The Dead, featuring Phil Lesh, Bob Weir,
Mickey Hart and Bill Kreutzmann, joined
by Warren Haynes and Jeff Chimenti, will
play the following shows:

Sunday, April 12, 2009 at the Greensboro Coliseum
in Greensboro, NC. Reserved seats are available
at $93.00, $69.00 and $53.50 per ticket. Doors
open at 6:00 PM. Showtime is 7:30 PM.

Tuesday, April 14, 2009 at the Verizon Center in
Washington, DC. Reserved seats are available at
$102.00 and $72.00 per ticket. Doors open at
5:30 PM. Showtime is 7:00 PM.

Wednesday, April 15, 2009 at the John Paul Jones
Arena in Charlottesville, VA. Reserved seats are
available at $79.00 and $49.00 per ticket. Doors
open at 6:00 PM. Showtime is 7:30 PM.

Friday, April 17, 2009 at the Times Union Center
in Albany, NY. Reserved seats are available at
$100.00 and $60.00 per ticket. Doors open at
6:00 PM. Showtime is 7:30 PM.

Saturday & Sunday, April 18 & 19, 2009 at the
DCU Center in Worcester, MA. Reserved seats
are available at $100.25 and $69.00. Doors open
at 6:00 PM. Showtime is 7:30 PM.

Tuesday, April 21, 2009 at the HSBC Arena in
Buffalo, NY. Reserved seats are available at
$100.50 and $60.50 per ticket. Doors open
at 6:00 PM. Showtime is 7:30 PM.

Wednesday, April 22, 2009 at the Wachovia
Arena @ Casey Plaza in Wilkes-Barre, PA.
Reserved seats are available at $99.00 and
$73.00 per ticket. Doors open at 6:00 PM.
Showtime is 7:30 PM.

Friday, April 24, 2009 at Nassau Coliseum in
Uniondale, NY. Reserved seats are available at
$102.00 and $57.00 per ticket. Doors open at
6:00 PM. Showtime is 7:30 PM.

Saturday, April 25, 2009 at Madison Square
Garden in New York City, NY. Reserved seats
are available @ $103.50 and $58.50 per ticket.
Doors open at 6:30 PM. Showtime is 7:30 PM.

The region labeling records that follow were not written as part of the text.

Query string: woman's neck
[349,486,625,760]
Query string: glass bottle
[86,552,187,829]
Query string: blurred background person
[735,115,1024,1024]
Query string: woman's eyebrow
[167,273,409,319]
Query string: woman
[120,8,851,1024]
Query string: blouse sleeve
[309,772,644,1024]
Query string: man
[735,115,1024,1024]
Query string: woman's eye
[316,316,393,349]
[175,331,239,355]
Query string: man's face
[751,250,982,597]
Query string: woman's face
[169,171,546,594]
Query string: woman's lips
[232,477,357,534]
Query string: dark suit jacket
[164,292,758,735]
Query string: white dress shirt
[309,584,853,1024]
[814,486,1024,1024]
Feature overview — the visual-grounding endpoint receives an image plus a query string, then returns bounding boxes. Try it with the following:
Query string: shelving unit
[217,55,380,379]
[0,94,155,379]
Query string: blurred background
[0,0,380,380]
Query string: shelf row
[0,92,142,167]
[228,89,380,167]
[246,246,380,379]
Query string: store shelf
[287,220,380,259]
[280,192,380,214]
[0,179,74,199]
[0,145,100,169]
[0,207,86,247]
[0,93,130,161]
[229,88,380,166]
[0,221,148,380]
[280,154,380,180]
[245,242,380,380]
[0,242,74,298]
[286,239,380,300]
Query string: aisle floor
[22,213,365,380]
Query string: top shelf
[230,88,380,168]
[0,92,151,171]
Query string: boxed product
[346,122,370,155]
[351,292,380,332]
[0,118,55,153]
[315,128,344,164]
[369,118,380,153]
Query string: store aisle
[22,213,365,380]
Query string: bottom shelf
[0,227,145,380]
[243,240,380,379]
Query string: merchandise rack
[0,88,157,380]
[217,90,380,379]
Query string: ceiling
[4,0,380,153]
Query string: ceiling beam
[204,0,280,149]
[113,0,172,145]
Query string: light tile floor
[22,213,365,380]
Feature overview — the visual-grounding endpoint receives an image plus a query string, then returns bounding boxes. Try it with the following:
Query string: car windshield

Sunday, April 26, 2009 at the XL Center in
Hartford, CT. Reserved seats are available at
$102.00 and $72.00 per ticket. Doors open at
6:00 PM. Showtime is 7:30 PM.

Tuesday & Wednesday, April 28 & 29, 2009 at
The IZOD Center in East Rutherford, NJ.
Reserved seats are available at $102.00 and
$57.00 per ticket. Doors open at 6:00 PM.
Showtime is 7:30 PM.

Friday and Saturday, May 1 & 2, 2009 at Wachovia
Spectrum in Philadelphia, PA. Reserved seats are
available at $99.00 and $69.00 Reserved.
Doors open at 6:00 PM. Showtime is 7:30 PM.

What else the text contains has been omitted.